Hello!
We have some more insights now, which I’d like to share.
-
The crashes also occur on some Orin 8GB modules with an “A23” in the silkscreen label.
Still, the crashes still seem to occur only on a subset of the modules. -
I have built a Kernel 6.6. with some memory-related debugging options, including the kernel address sanitizer (KAZAN).

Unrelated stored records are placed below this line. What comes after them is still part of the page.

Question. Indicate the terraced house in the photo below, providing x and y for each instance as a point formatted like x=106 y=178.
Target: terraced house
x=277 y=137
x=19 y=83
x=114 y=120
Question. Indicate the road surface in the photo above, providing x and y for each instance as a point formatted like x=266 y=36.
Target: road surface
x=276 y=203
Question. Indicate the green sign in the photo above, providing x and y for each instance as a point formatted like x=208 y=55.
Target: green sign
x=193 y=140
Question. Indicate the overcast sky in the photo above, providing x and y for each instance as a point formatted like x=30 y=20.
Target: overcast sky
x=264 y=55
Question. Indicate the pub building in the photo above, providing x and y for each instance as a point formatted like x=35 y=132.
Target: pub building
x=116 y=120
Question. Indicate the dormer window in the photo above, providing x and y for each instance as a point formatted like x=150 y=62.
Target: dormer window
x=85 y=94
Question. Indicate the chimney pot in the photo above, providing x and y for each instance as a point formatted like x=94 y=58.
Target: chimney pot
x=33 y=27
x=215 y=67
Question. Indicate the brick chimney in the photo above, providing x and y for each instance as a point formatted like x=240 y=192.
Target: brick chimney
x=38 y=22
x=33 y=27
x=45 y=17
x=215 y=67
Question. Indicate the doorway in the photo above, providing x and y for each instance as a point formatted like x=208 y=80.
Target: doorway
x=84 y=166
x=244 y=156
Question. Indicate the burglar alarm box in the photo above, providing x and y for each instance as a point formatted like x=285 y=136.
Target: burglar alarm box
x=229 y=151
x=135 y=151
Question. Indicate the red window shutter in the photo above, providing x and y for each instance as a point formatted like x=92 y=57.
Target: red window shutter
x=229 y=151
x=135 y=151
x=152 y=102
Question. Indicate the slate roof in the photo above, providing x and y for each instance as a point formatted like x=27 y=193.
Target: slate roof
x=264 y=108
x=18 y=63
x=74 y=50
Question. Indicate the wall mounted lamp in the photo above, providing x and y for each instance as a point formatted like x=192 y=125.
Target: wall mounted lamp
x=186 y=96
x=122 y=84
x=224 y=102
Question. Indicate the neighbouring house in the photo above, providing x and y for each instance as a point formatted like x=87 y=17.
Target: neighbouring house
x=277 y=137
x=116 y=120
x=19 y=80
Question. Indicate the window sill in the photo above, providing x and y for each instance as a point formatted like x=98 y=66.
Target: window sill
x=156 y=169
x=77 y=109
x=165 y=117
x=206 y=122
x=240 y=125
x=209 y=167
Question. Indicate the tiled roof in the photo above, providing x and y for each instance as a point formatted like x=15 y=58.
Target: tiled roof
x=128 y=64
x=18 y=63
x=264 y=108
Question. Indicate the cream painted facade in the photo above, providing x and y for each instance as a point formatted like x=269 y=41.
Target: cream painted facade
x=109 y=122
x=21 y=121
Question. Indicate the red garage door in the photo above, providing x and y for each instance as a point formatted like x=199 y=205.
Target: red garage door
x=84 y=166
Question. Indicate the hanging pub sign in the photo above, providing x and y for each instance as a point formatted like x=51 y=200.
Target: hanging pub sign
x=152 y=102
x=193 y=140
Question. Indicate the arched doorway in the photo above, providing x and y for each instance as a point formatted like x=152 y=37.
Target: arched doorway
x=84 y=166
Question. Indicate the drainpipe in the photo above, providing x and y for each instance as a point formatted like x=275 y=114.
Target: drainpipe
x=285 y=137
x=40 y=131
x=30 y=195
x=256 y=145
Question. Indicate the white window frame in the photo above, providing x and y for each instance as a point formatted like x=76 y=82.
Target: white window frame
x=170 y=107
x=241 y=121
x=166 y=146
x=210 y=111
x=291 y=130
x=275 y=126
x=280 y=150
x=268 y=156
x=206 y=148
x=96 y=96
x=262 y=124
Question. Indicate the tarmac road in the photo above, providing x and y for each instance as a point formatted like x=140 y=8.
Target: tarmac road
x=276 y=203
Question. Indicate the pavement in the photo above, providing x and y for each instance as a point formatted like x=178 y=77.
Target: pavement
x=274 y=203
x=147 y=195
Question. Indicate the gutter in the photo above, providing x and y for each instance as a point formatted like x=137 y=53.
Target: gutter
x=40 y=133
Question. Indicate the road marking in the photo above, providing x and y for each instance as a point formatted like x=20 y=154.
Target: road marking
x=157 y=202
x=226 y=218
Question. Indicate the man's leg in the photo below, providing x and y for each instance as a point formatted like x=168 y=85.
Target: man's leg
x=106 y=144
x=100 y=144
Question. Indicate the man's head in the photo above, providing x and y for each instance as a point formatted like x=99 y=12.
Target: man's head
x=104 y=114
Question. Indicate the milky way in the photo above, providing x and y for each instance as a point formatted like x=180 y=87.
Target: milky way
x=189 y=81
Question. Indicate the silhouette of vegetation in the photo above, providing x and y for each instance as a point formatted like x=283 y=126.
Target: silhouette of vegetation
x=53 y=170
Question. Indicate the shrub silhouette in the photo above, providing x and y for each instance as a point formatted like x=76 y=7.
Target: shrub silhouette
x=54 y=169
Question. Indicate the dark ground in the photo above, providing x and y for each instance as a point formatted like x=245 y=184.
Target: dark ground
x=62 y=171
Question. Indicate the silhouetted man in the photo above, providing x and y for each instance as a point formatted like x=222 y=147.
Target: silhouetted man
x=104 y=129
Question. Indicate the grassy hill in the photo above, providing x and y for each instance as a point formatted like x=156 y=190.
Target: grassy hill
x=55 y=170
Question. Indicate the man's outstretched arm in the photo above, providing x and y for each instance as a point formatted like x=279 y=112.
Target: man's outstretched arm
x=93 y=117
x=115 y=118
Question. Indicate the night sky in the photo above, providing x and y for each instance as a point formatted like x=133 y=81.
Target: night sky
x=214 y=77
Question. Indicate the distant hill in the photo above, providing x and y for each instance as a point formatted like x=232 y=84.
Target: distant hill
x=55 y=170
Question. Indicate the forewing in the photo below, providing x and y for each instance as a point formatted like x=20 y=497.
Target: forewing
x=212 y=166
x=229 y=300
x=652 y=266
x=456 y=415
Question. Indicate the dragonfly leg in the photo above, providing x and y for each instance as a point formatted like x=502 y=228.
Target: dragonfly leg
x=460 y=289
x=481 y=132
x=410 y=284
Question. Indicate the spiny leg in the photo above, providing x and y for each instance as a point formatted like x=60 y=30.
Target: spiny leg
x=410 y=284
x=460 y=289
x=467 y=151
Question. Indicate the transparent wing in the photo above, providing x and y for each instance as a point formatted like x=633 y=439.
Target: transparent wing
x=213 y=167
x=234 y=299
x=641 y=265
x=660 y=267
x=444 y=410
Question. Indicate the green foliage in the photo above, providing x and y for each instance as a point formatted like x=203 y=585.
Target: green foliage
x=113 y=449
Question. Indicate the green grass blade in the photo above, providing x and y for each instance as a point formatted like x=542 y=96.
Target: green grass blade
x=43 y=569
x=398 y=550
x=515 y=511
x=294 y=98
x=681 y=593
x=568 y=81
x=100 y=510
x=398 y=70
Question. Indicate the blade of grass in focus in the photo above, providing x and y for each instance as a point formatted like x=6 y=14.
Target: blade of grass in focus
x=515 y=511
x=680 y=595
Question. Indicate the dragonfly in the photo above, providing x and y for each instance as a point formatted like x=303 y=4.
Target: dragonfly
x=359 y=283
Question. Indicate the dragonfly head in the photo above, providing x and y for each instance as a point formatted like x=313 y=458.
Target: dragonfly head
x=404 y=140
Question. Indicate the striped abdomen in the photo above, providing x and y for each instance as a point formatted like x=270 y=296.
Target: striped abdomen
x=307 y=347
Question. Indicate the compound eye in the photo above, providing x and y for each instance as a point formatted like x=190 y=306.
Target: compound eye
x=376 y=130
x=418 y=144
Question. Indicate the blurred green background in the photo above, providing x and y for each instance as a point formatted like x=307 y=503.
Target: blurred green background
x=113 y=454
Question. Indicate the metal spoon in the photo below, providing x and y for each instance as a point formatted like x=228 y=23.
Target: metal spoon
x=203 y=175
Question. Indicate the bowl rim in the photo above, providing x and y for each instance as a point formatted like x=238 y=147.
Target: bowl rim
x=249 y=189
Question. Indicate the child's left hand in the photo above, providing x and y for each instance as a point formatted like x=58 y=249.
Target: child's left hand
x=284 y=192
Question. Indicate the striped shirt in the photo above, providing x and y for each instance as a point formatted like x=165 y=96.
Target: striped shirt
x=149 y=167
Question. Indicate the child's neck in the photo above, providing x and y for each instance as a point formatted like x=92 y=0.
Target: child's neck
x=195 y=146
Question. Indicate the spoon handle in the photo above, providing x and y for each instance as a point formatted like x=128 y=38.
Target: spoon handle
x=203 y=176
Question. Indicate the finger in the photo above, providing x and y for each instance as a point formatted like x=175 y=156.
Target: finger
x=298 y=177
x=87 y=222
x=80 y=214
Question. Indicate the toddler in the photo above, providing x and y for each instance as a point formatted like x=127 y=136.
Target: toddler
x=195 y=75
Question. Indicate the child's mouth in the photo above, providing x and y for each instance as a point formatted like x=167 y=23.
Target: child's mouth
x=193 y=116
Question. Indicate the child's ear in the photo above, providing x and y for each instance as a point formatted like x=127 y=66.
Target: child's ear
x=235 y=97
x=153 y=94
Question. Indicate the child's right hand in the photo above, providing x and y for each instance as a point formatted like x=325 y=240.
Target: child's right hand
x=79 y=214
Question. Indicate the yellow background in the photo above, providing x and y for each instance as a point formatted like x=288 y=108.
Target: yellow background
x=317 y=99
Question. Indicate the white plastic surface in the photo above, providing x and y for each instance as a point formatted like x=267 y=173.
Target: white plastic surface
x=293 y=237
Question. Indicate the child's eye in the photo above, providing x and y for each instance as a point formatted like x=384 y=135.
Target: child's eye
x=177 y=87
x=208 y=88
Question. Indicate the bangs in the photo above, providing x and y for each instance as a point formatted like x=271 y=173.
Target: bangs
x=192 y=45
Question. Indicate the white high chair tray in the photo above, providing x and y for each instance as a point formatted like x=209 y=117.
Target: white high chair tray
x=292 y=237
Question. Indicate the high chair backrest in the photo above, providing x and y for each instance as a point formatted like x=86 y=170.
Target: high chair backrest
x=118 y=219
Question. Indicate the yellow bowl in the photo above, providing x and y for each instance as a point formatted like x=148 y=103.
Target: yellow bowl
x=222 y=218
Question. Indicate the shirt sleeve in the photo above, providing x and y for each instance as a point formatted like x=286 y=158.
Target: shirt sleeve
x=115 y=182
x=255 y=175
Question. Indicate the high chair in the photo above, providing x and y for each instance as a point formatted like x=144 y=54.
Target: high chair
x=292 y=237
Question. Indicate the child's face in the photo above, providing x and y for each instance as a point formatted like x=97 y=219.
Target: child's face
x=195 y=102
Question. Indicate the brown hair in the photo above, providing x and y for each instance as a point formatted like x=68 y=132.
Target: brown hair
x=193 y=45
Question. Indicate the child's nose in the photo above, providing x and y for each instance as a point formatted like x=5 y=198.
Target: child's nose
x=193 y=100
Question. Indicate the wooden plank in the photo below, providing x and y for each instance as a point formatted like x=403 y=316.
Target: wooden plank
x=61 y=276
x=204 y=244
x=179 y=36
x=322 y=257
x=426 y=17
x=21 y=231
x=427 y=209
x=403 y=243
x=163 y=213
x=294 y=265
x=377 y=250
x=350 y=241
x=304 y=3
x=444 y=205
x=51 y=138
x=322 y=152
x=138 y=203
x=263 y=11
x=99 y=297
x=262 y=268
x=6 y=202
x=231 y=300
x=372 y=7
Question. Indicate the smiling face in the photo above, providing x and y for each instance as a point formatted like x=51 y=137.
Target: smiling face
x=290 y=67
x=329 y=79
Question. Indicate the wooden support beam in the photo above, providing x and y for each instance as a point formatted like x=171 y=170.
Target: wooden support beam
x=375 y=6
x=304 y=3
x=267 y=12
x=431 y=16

Now, during each startup on a affected Orin module, a bug report is printed by KASAN, see attached kazan_bugreport.txt
kasan_bugreport.txt (4.8 KB)
This bugreport is not printed on an Orin module that is not prone to kernel crashes reported on the original post.
BUG: KASAN: slab-out-of-bounds in nvgpu_gr_config_init+0x1468/0x1df8 [nvgpu]
[ 17.210205] BUG: KASAN: slab-out-of-bounds in nvgpu_gr_config_init+0x1468/0x1df8 [nvgpu]
[ 17.211220] Write of size 8 at addr ffff000090c5bf40 by task nvpmodel/934
[ 17.211414]
[ 17.211462] CPU: 0 PID: 934 Comm: nvpmodel Tainted: G O 6.6.23-<our_kernel_branch> #1
[ 17.212944] Hardware name: <Our machine> with Orin NX 8 GB/Jetson, BIOS v36.4.0 10/01/2024
[ 17.217289] Call trace:
...
[ 17.241437] nvgpu_gr_config_init+0x1468/0x1df8 [nvgpu]
[ 17.246687] gr_init_support_impl+0x120/0x6a8 [nvgpu]
[ 17.251850] nvgpu_gr_init_support+0x148/0x348 [nvgpu]
...
[ 17.489325] The buggy address belongs to the object at ffff000090c5bf38
[ 17.489325] which belongs to the cache kmalloc-8 of size 8
[ 17.501050] The buggy address is located 0 bytes to the right of
[ 17.501050] allocated 8-byte region [ffff000090c5bf38, ffff000090c5bf40)
...
I have tried to track the origin of the reported issue, and it looks like it occurs in this line
https://nv-tegra.nvidia.com/r/gitweb?p=linux-nvgpu.git;a=blob;f=drivers/gpu/nvgpu/common/gr/gr_config.c;h=c86bba610c6b1aa57da81824a0128a104e3cd0ae;hb=8a0a5345705e069e398a79dbcba96c5db54a37f1#l699
(apparently same code in BSP 36.4.0 and 36.4.4)
There, an array index “1” is write-accessed, but with debug-logging I found out that the array only was allocated to hold one element about 10 lines above, so this is apparently an array-out-of-bounds access issue.
I can imagine that if the reported nvgpu driver writes data to where it’s not supposed to, then a heap corruption occurs, which could theoretically cause crashes reported above.
I wonder, why this only happens on some specific Orin modules, and not on others.
Edit 2025-04-15: Fixed the link to the OOT module source code.